After training an auxiliary model using the train data, we store feature importance for every month in the in-time period and calculate its average and variance. The average shap value is called contribution, and the variance is called instability here. Using some arbitrary threshold for both, we divide the features into four groups that combine high and low contribution and high and low instability, as we can see in the following image.

The dashed red line is an arbitrary threshold we pick to define stable features

The central argument here is that if we want to prefer features, we should pick the high-contribution and low-instability group since it’s reasonable to imagine its predictive power is more likely to show robustness to future changes than the high-contribution and high-instability ones.

All features (benchmark) Vs Stable features (challenger)

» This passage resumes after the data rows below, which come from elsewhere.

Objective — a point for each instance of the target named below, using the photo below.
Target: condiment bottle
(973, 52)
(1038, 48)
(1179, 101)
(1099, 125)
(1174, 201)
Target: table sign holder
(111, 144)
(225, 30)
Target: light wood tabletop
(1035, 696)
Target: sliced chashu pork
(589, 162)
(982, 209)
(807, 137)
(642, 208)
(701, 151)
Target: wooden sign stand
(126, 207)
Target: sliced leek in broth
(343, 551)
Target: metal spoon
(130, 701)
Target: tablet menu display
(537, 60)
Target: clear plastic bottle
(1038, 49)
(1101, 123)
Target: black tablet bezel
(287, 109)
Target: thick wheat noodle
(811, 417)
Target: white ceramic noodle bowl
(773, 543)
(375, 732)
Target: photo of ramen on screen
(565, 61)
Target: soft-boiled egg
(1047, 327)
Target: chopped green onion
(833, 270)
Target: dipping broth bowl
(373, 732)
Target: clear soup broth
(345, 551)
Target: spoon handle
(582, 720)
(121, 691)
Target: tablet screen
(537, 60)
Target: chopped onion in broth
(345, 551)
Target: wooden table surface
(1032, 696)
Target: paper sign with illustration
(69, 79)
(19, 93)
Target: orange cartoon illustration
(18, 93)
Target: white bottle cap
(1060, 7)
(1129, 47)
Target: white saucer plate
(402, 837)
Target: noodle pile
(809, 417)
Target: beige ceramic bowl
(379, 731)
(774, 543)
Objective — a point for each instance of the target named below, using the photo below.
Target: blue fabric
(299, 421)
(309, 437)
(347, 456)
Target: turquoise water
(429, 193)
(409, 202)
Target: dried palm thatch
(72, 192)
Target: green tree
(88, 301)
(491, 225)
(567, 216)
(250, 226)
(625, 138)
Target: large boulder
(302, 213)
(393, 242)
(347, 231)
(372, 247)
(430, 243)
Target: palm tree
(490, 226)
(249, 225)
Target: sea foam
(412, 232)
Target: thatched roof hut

To make sure hyper-parameters were reasonably adjusted, we use Pycaret, an automl library, which uses k-fold, including all in-time data.

The same vectorizer used for the feature selection, fitted in the train data, is used for both models. However, one includes all the 1000 features, while the other contains only 414 features.

We calculate the AUC, an ordering metric, for every month present in the in-time period and the out of time to evaluate the models. In the in-time period, it’s the test performance, while in the out-of-time, it’s the holdout performance.

Apparently, stable features were able to resist dataset shift.

Both models have a similar performance during the in-time period, and we can say that at its end and the beginning of the out-of-time split, the benchmark does better. Then, they perform the same way until far in the future, when the benchmark starts to degrade faster than the stable features model.

This is evidence that using temporal stability as a criterion for feature selection can improve the model’s robustness regarding unknown shifts in the data behavior. Of course, it’s minimal evidence since bootstrapping, different modeling approaches, and diverse datasets and tasks could reveal the approach does not consistently address the problem. But considering the real-world data nature, the volume of articles, and the reasonable time range, it’s an exciting result.